Segnò l’assenza della Donald sul registro e mentre lo fece in classe, entrò il preside. Aveva 5 minuti di ritardo, a saperlo Dess non si ammazzava un polmone per correre cosi in fretta.
<< Buongiorno studenti della 2°D della Milton High >> salutò il preside. La classe intera si alzò e rispose educatamente. Come previsto, il preside dopo i suoi saluti, passò al discordo sulla scuola. Dess era stufa di ascoltarlo, conosceva ogni parola, ogni pausa, ogni virgola di quel discorso che non cambiava mai. Oggi aveva rischiato di perdere il lavoro, ma ce l’aveva fatta. Doveva essere fiera di se stessa. E cosi si sentiva. Ma c’era una parte dentro di se che voleva non essere arrivata in orario, cosi che fosse stata licenziata. Certo, sarebbe stato un problema con le bollette da pagare, ritrovarsi senza un lavoro, ma almeno sarebbe stata più felice di cosi. Quel lavoro la uccideva, sia dentro che fuori.
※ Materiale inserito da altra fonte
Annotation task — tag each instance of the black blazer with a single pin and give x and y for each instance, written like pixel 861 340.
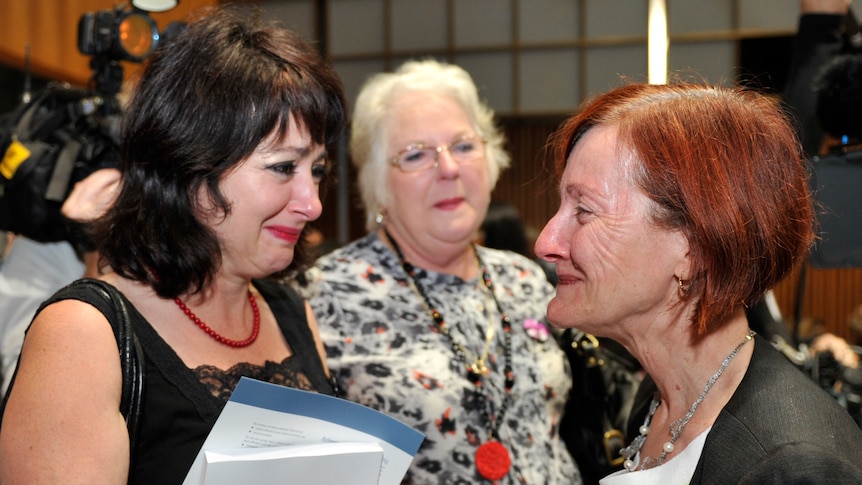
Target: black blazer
pixel 779 427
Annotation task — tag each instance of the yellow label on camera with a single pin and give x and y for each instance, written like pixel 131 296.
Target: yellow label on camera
pixel 14 157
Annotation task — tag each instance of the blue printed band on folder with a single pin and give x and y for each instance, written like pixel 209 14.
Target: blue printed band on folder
pixel 332 409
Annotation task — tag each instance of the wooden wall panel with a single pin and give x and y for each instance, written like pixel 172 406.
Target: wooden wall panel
pixel 50 27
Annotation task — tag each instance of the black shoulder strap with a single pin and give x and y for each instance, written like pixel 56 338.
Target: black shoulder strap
pixel 131 355
pixel 115 308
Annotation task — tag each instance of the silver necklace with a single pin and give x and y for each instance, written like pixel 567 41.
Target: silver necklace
pixel 677 426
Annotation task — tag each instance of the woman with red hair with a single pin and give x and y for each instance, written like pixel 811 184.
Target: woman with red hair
pixel 681 205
Odiava stare seduta dietro a una cattedra a parlare e parlare degli stessi concetti che ripeteva in 3 classi differenti ma che nessuno afferrava nonostante li rispiegasse. Odiava far finta di essere una persona calma e pacata di fronte a quei ragazzi ostinati, stupidi e caparbi che non volevano studiare o che si inventavano scuse su scuse per i loro compiti mancanti, e nonostante tutto, fare i fighi: quelli che rispondevano male ai prof, che uscivano con mille ragazze etc etc.. anche lei era stata adolescente. Sapeva bene com’erano fatti quei tizi. E dio solo sa, quante volte al posto di una nota, avrebbe voluto spedirli con un calcio nel sedere, fuori dalla classe. Odiava l’odore vomitevole dei bagni dei docenti e del cibo-spazzatura della mensa, odiava i suoi colleghi smorfiosi o nerd. Odiava tutto. Voleva che le cose cambiassero. E sarebbero cambiate.